Tata Steel’s announcement of a 75 per cent stake in a joint venture to develop iron ore facilities with a state-owned company in Ivory Coast is clearly aimed at bringing down the cost of production at its Corus facility.
Corus supplies steel to the higher end of the Western European steel market, but it does not have iron ore captive resources in contrast to its parent in India.
Analysts point out that supplies of iron ore from the JV in Ivory Coast could directly help in bringing down Corus’ cost of production by $50-60 a tonne over the medium term. The Tata Steel stock rose 3.4 per cent to Rs 865 on Wednesday.
Tata Steel’s cost of production in the domestic market is estimated at $280-300 a tonne (excluding freight cost to the end-customer), while that of Corus is estimated at more than $450 a tonne.
The production cost is higher at Corus for two reasons: its products are value-added and reasonably complex, and it does not have access to captive resources.
The JV in Ivory Coast would give Tata Steel access to reserves of over 700 million tonnes of ore and it is expected to invest $1.5 billion (approximately Rs 6,000 crore) over the medium term to develop these facilities.
Supplies from this facility will be critical to Corus at a time when global contract iron ore prices are expected to jump, when long-term contracts come up for renewal next year.
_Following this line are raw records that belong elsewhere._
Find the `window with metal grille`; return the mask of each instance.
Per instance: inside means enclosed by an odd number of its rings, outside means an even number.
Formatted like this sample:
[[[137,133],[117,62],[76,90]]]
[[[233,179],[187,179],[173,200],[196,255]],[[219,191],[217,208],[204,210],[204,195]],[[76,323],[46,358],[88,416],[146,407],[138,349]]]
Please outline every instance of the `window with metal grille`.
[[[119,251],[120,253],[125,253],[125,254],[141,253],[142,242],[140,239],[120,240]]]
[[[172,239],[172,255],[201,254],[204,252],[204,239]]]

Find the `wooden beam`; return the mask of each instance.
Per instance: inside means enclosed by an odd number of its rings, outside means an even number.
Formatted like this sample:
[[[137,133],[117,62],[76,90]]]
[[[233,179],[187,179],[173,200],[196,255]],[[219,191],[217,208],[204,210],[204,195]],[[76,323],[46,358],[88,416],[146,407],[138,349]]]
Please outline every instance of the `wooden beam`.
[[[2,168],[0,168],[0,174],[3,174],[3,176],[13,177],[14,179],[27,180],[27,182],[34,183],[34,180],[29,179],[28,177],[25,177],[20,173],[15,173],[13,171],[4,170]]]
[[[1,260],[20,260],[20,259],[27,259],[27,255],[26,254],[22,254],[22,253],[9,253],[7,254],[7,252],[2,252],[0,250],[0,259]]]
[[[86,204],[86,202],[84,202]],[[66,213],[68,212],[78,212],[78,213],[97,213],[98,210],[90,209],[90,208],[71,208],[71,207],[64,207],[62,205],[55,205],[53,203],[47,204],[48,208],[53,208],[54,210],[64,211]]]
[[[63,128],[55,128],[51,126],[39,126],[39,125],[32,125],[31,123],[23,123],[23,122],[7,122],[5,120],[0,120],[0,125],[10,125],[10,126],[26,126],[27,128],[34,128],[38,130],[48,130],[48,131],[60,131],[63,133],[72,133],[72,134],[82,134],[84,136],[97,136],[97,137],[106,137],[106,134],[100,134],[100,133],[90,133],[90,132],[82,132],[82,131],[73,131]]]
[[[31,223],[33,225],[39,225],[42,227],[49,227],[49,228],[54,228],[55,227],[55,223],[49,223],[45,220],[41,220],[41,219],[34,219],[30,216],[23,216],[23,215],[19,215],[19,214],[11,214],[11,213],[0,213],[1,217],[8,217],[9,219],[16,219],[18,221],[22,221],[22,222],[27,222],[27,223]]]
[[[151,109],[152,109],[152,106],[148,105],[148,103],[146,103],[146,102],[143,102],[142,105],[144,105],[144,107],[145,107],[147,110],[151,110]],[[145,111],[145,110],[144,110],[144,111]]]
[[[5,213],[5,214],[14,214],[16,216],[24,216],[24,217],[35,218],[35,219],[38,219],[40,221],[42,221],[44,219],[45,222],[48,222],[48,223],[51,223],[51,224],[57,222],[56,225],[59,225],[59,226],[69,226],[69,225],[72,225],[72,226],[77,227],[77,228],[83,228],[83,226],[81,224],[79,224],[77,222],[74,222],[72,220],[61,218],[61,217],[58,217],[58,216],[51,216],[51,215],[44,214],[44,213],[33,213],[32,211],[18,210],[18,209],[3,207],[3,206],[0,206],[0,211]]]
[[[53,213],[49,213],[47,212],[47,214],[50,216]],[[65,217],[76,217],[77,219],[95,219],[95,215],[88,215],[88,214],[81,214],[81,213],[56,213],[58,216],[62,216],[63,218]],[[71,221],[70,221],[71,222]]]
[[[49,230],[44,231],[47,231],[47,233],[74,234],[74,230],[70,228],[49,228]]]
In addition, Corus is expanding its output of saleable steel by nearly 300,000 tonnes in FY08 and a further 350,000 tonnes in FY09, which would require crucial raw material supplies.
Prior to this expansion, Corus’ finished steel capacity was 22.1 million tonnes.
To part-finance its Corus acquisition, Tata Steel is planning to dilute its equity by nearly 43 per cent via its rights issue to raise up to Rs 6,000 crore.
Prior to this development in Ivory Coast, Tata Steel has also been focusing on improving its captive raw material supplies via a JV to develop a hard coking and thermal coal project with Riversdale in Mozambique. At Rs 865, Tata Steel trades at a reasonable 12-13 times estimated FY08 and 9.5 times FY09 earnings.